Türkiye’de yolsuzluk maddi ve manevi anlamda küçük yada büyük vatandaş ya da devlet görevlisi olarak edebiyatımızda deyimleşmiş bir eylemdir. Türkiye’de ‘Devletin malı deniz, yemeyen keriz’ diye söylenen deyim bir kültür haline de gelmiştir. Özellikle 1980 sonrası oluşan sosyal ve ekonomik hızlı gelişimler yolsuzlukları daha da arttırmıştır.
Yolsuzluk, sadece devlet görevlilerinin tek başına karar verdikleri ve dayatmaları sonucu oluşan bir eylem değildir. Bu durumu güdüleyen, destekleyen ve zorlayan vatandaşlarımız da aynı derecede sorumludur. Yani yolsuzluğu yapan da yaptıran da aynı oranda suçludur.
Ülkemizde milli servetimiz olan devlet malının ve kârının ülkemiz ve geleceğimiz için ne derece önemli olduğu toplumumuz tarafından umursanmaz şekilde görülmektedir. Tabi ki bu milli servet kavramının da eğitim ve öğretimin içerisinde çocuklarımıza, gençlerimize ve zamanında vatandaşlarımıza anlatılmaması ve bilinç oluşturulmaması Milli Eğitim sisteminin bir handikapıdır.
Devletin erklerinin birbirlerini denetlemesinde oluşan zaaflar ve siyasi idarenin olaylara menfii müdahaleleri de yolsuzlukların yapılabilmesinde bir zaaftır. Siyasi iktidarın "Benden önce herkes yaptı, ben de yaparım" mantığı ile, bunun da toplumda karşılık olarak normal karşılanması Türkiye’de yolsuzluluğu meşru göstermektedir.
Hukukumuzun da, yolsuzlukların siyasi baskı ya da yetki kısıtlamalarından kaynaklanan sebeplerle yeterince üzerine gidememesi suçlunun suçunu yanına kâr bıraktırmaktadır.

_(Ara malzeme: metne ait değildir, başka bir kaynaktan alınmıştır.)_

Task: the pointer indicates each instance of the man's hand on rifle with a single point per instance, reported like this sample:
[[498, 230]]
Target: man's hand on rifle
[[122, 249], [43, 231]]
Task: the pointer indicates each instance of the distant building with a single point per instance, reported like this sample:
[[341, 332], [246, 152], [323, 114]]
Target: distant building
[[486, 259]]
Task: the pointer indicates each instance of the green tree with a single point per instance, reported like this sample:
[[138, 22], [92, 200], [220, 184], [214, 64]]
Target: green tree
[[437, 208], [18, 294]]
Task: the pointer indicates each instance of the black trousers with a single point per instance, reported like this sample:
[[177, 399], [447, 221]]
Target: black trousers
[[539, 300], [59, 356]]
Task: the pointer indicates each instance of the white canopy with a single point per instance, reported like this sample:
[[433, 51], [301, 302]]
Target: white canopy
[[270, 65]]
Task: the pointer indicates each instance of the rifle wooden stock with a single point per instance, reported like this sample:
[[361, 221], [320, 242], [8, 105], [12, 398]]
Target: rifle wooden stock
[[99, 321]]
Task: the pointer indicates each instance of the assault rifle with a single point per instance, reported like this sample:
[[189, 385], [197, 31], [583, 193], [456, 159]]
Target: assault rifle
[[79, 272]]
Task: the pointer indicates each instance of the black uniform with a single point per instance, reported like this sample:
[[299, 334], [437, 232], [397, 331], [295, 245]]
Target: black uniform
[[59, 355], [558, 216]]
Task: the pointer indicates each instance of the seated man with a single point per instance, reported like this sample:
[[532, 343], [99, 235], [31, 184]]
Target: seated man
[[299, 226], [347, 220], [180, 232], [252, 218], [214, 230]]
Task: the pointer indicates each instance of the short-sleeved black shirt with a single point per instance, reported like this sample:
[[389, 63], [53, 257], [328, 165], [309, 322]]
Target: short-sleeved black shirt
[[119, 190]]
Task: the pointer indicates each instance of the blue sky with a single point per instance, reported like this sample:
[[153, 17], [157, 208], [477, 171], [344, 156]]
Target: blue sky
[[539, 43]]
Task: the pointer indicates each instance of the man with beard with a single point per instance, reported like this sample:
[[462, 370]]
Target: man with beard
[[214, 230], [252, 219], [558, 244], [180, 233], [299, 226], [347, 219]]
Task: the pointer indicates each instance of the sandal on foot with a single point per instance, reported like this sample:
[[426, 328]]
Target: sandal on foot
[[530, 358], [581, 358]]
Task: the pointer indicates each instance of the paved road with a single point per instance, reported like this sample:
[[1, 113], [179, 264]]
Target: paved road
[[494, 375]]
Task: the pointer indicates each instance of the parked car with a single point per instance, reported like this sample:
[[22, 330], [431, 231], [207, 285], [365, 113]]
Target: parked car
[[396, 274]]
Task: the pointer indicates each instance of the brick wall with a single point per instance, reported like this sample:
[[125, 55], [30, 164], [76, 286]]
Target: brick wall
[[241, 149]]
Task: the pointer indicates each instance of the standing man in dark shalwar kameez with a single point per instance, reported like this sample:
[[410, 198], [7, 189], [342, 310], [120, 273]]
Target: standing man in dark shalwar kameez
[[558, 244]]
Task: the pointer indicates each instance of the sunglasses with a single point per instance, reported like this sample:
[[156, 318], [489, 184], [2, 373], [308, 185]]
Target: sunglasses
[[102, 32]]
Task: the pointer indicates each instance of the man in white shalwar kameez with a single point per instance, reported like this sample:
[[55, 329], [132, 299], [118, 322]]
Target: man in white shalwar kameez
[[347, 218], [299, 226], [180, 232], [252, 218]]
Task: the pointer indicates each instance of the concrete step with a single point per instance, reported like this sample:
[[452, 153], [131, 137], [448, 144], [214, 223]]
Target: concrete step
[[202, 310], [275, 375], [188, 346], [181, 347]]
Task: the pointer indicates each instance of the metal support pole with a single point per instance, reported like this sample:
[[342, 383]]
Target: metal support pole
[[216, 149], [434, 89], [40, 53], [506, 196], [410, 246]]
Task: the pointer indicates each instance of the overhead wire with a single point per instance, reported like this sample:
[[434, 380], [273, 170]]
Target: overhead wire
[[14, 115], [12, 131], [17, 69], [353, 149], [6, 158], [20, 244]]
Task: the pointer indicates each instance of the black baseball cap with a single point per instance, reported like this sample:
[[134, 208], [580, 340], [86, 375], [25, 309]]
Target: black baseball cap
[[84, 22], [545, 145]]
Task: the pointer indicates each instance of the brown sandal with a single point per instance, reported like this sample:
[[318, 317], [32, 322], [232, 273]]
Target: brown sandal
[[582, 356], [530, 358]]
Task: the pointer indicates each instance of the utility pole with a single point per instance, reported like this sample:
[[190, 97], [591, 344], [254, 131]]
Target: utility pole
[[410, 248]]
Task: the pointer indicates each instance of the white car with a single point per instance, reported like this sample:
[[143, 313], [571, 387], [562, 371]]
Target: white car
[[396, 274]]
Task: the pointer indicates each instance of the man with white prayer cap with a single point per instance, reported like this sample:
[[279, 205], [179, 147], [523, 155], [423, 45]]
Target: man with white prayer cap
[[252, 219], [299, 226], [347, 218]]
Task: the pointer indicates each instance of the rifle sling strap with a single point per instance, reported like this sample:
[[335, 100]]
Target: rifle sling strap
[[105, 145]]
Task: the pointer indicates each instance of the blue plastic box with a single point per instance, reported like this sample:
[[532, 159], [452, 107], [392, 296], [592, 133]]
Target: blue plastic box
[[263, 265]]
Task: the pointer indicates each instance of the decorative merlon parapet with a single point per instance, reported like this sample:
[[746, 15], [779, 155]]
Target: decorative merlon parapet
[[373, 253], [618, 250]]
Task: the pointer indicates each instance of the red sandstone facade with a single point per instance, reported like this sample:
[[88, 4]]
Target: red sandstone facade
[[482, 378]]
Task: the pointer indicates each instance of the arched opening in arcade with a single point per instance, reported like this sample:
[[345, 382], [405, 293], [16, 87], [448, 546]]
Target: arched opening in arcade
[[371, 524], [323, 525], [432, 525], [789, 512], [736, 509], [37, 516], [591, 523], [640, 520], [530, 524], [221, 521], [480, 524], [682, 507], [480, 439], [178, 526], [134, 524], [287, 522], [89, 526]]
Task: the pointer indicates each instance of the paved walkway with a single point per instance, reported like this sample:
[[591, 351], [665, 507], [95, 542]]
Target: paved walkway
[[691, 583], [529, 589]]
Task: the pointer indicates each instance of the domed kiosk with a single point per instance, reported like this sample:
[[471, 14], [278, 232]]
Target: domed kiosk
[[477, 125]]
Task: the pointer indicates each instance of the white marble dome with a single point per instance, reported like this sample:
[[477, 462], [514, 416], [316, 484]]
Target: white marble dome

Türkiye’de yolsuzlukların önüne geçebilmek için öncelikle gelişmiş ülkelerin hukuk sistemlerinde olduğu gibi yargının bağımsız ve parlamenterlerin kürsü söylem dokunulmazlığı hariç tüm suçlarda dokunulabilir olması lazımdır. Bir kültür ve sosyal proje olarak milli servetin önemi ve yolsuzluk suçunun ülkeye, millete ve geleceğimize ne zararlar verdiğinin topluma anlatılması, kabul ettirilmesi ve kültürel bir tavır haline gelmesi gerekir. Herşeyin ve herkesin denetlenebildiği ve herkesin hesap verebildiği bir toplumda, ayrıca toplumsal bir refleks olarak yolsuzlukların açtığı zararlar vatandaşlarımız tarafından idrak edilirse, sosyal bir tepki oluşursa, ülkemizde yolsuzlukla savaşta büyük bir yol alınmış olur.